C’est un tabou qui a la vie dure. En France, 1 femme sur 5 est victime de harcèlement sexuel au travail. Comment réagir ? Comment prévenir ? Ce documentaire donne la parole aux victimes et fait le point sur la loi. Où s’arrête la séduction ? Où commence le harcèlement ? Trois Français sur quatre ont du mal à faire la différence. C’est "l’esprit gaulois", fait d’humour et de dérision voire de mépris à l’égard de celles qui s’en plaignent, qui fait souvent sens commun.

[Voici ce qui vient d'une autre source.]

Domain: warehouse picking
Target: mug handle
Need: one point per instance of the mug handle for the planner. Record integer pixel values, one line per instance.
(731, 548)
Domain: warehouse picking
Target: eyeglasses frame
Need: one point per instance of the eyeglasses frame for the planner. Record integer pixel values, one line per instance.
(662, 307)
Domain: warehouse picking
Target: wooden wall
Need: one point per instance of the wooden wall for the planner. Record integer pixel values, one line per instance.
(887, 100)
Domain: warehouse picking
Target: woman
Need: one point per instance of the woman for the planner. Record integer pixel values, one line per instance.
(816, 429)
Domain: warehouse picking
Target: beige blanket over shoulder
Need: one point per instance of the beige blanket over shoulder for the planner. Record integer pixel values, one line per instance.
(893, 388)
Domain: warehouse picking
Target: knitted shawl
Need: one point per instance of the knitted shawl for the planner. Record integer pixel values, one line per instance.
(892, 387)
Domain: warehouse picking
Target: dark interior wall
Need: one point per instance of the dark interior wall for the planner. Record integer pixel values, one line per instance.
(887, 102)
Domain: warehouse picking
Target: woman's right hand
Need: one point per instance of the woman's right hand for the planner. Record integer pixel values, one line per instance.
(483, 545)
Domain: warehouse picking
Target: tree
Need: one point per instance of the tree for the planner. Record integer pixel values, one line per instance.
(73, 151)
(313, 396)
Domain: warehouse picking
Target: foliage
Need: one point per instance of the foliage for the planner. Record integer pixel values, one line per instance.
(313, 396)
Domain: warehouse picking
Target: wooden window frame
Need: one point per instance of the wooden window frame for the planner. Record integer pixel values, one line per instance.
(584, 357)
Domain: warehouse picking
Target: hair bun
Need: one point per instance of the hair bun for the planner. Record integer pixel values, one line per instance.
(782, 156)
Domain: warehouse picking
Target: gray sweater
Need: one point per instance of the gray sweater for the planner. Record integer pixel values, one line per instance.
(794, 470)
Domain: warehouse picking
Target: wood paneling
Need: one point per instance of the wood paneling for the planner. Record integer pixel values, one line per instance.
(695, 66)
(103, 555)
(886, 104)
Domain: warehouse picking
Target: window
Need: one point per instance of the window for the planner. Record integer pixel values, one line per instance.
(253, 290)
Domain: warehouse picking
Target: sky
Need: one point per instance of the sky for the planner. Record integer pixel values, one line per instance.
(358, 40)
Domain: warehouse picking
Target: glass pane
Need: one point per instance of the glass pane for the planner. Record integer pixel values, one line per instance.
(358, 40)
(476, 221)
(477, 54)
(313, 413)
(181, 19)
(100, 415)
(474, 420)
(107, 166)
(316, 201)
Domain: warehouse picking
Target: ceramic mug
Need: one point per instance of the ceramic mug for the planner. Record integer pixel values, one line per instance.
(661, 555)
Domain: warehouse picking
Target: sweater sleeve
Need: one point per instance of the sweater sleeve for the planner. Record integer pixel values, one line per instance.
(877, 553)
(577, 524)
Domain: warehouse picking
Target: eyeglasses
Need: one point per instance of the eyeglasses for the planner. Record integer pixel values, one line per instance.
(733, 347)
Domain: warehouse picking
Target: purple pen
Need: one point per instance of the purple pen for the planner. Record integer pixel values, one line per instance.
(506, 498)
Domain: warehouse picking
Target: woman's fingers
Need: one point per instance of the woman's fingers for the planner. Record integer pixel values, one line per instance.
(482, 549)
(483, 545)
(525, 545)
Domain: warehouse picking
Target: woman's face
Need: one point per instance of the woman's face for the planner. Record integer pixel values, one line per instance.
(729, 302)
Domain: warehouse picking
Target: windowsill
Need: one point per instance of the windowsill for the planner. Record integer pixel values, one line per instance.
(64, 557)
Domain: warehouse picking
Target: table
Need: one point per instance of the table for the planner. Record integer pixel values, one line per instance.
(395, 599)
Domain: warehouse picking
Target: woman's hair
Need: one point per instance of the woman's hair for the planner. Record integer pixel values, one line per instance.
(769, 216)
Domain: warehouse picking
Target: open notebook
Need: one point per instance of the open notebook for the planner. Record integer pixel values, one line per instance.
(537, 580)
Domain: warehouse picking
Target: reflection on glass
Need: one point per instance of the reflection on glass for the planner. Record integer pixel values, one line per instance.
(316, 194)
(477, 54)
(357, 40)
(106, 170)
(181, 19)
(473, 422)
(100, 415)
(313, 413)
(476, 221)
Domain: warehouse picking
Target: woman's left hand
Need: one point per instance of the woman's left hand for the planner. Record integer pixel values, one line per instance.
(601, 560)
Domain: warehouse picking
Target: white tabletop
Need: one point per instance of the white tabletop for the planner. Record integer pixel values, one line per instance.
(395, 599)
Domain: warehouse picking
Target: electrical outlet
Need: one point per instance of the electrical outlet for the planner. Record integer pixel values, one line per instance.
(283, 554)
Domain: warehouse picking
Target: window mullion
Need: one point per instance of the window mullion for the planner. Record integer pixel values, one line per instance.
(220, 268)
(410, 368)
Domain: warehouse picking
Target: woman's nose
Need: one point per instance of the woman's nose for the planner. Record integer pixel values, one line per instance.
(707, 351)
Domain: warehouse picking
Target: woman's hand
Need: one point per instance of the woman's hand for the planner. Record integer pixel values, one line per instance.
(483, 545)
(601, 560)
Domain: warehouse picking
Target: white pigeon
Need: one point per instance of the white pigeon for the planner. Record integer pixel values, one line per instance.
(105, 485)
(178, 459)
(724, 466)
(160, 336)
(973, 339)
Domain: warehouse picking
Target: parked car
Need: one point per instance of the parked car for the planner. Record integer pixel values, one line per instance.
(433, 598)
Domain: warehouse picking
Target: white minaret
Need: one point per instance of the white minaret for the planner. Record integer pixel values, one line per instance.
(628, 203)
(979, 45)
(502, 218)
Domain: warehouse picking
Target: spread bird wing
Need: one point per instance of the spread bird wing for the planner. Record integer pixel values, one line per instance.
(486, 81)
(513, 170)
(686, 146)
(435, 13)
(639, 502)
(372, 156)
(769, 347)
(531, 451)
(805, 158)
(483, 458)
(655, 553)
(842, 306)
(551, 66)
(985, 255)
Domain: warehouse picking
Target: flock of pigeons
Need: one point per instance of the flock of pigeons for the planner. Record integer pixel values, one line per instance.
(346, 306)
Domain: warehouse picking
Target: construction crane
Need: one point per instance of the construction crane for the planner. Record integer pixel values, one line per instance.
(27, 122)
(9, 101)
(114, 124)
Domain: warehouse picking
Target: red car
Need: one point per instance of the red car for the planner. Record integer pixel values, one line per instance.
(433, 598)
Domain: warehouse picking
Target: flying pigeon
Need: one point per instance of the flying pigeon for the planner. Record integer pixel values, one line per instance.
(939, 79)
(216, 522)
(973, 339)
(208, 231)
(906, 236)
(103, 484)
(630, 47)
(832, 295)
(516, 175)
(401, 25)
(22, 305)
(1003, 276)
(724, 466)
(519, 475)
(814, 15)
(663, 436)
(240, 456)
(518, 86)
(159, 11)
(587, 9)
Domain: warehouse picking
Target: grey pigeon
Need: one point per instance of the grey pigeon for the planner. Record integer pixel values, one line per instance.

Pour mieux le comprendre et le cerner, un panel d’hommes et de femmes, de tous milieux et de tous âges, a été réuni pour un grand quiz, animé par l’humoriste Guillaume Meurice (histoire de donner un peu de légèreté à la soirée). À des questions simples, ils doivent répondre par oui ou par non. Exemple ? "Un chef fait du pied sous la table à une employée, pendant un déjeuner. Harcèlement sexuel ? Vrai ou Faux ?" Le débat peut ensuite s’enclencher, tout en étant éclairé par Marilyn Baldeck, responsable de l’Association contre les Violences Faites aux Femmes au travail.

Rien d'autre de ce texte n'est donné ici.